Options for a red scenario are under consideration. One plan involves the use of a third building with 40 beds currently filled with surgical patients, he said. Patients would be moved to Preah Kossamak Hospital in Tuol Kok district.

“I am confident we have the capacity to do a red scenario,” Dufourcq said. “If we have a black scenario, we will need quick international aid. We’d need at least 300 beds. It would be a real problem.”

Dufourcq said his confidence has soared since the beginning of the regional outbreak, when a shortage of surgical masks would have compromised clinicians’ safety in the event of an outbreak. With international donor support, Calmette now has masks enough for a two-week epidemic, he said.

Calmette’s seven ICU respirators currently are in use, Dufourcq said. Since 10 percent of SARS patients require respirators, eight respirators from the city’s heart surgery center will be commandeered if necessary, he said.

Dufourcq said his biggest concern is the surveillance of hotels and garment factories, where SARS patients could quickly spread the disease to others .

Van Sou Ieng, president of the Garment Manufacturers Associa­tion in Cambodia, said Wednes­day that he would propose to the executive committee that all Chi­nese factory supervisors be adv­ised not to return to Cambo­dia after traveling through affected areas. If supervisors must come, he said, they should quarantine themselves in their hotel rooms for seven to 10 days.

Approximately 1,000 Chinese supervisors work in the industry, flying between Cambodia and China at different times throughout the year, Van Sou Ieng said.

Improving airports’ health surveillance systems was discussed in a meeting of Health Ministry and World Health Organization officials Wednesday, a ministry official said.

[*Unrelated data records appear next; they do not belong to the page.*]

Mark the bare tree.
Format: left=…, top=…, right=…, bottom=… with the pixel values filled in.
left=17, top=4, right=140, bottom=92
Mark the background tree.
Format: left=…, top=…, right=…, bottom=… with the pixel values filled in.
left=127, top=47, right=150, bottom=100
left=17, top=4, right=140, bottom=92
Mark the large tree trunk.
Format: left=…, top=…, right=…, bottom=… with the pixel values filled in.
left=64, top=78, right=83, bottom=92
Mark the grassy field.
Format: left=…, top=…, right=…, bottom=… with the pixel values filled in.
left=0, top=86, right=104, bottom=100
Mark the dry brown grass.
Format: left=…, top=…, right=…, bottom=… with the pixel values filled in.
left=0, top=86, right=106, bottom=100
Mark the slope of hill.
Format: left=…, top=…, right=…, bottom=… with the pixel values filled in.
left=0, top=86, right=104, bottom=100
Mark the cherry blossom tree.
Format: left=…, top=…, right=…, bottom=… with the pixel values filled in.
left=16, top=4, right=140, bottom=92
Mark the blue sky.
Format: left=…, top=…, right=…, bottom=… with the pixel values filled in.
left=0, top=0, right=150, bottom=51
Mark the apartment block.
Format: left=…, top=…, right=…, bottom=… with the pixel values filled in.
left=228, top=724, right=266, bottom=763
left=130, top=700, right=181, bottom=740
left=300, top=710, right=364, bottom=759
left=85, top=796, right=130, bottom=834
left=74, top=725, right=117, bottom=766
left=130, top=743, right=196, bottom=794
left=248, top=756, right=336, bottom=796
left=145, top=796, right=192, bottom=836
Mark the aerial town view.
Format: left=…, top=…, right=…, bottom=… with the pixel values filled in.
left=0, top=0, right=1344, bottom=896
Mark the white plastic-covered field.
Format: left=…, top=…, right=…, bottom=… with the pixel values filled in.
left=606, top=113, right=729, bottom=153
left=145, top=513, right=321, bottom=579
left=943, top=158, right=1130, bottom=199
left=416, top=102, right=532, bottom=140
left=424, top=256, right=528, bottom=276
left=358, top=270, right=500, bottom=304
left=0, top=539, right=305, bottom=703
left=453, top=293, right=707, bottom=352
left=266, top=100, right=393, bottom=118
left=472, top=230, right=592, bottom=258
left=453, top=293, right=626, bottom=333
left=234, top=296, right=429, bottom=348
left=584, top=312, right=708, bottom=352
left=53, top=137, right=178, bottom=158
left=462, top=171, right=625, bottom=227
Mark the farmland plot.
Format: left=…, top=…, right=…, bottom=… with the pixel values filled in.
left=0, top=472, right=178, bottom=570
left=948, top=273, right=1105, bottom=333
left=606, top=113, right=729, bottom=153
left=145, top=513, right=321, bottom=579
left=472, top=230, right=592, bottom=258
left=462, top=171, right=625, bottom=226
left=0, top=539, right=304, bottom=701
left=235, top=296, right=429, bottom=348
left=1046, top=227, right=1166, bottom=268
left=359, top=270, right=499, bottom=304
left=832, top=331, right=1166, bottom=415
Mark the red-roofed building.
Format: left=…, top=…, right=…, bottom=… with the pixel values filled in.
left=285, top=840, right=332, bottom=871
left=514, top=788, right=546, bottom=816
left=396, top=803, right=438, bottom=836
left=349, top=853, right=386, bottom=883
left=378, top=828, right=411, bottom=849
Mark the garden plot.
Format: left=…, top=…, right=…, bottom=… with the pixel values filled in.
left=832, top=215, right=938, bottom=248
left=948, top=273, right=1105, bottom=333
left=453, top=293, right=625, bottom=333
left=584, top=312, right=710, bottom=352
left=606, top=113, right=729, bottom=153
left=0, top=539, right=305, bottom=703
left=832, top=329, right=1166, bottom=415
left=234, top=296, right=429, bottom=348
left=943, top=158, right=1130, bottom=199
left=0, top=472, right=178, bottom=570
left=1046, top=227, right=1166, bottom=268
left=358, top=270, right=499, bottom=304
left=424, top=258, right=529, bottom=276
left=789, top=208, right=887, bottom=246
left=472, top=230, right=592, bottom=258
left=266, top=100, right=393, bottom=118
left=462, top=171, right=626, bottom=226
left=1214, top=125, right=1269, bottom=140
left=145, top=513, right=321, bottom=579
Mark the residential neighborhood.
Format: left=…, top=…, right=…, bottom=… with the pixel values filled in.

“We need to strengthen efforts at the airport. [Airport officials] aren’t fully cooperating,” he said.

The official said irritated passengers have blown past health inspectors, refusing to fill out travel and health history questionnaires. Greater efforts will also be made to take the temperatures of all travelers who have passed from affected areas, he said.

Health Minister Hong Sun Huot also proposed to head an inter-ministerial task force, whose responsibilities are yet to be determined, the official said.

SARS has devastated the airline industry worldwide, and Cambo­dia is no exception. Mekong Air­lines reduced its staff of 100 by 20 percent Monday, an airline representative said Wednesday. For­eign employees were fired, and Cambodians were laid off indefinitely because there is not enough work to occupy their time, the airline said.